2. I am looking at a stock whose price is $45.00. I want a return of at least 8% and I expect to hold the stock for 5 years and expect the stock to reach $60. The stocks beta is 1.25. Calculate the stocks PV. Should I buy the stock?

3. If the stock is also pays a dividend of 2.00 per year. Should I buy it?

4. A stock is selling for $35.00. The stock’s value is expected to grow by 10% per year. It has a beta of 1.0

a) I expect to sell the stock in 5 years; what will it be worth then?.

b) I want a return of 9% -- Should I buy the stock?

c) The Stocks beta increases to 1.2 should I still buy the stock?

e) The stock pays a dividend of $1.00 per year. Should I buy it now?

Your answers must be sent as an Excel File posted to Blackboard. I must see the formulas of how you calculated

To calculate the present value (PV) of the stock, you'll need to use the stock's expected future value, the holding period, the expected return, and the stock's beta.

First, let's calculate the expected future value (FV) of the stock after 5 years. Given that the current price is $45.00 and you expect the stock price to reach $60.00, the increase in value over 5 years would be $60.00 - $45.00 = $15.00.

Next, calculate the expected return (R) using the formula:
Expected Return = Risk-Free Rate + (Beta * Market Risk Premium)
Assuming the risk-free rate is 3% and the market risk premium is 7%, the expected return would be:
Expected Return = 3% + (1.25 * 7%) = 3% + 8.75% = 11.75%

Now, use the formula for the present value of an investment:
PV = FV / (1 + R)^n
where PV is the present value, FV is the future value, R is the expected return, and n is the holding period.

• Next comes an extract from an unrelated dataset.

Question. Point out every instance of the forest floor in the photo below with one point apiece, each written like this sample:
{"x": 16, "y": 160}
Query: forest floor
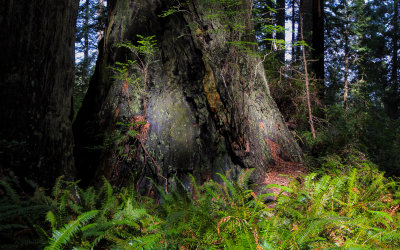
{"x": 282, "y": 172}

Plugging in the values, we get:
PV = $15.00 / (1 + 11.75%)^5

Now, calculate PV:
PV = $15.00 / (1 + 0.1175)^5
PV = $15.00 / (1.1175)^5
PV ≈ $7.41

Therefore, the present value of the stock is approximately $7.41.

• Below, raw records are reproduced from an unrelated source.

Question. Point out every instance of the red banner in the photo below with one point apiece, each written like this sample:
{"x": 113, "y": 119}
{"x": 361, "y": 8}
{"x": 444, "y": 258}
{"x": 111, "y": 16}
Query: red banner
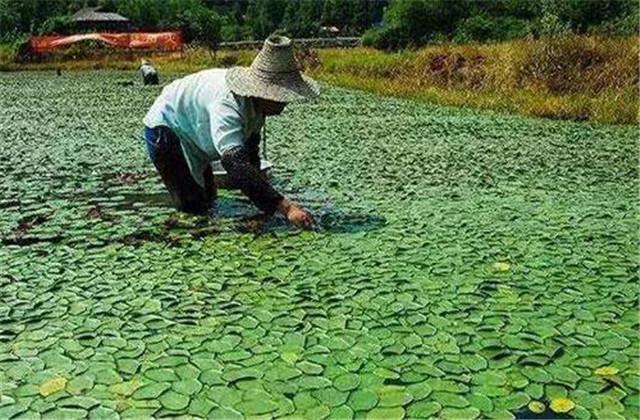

To determine whether to buy the stock, compare its current price ($45.00) to its calculated present value ($7.41). If the present value is higher than the current price, you may consider buying the stock. However, if the present value is lower than the current price, it suggests the stock is overpriced, and you may want to reconsider buying it.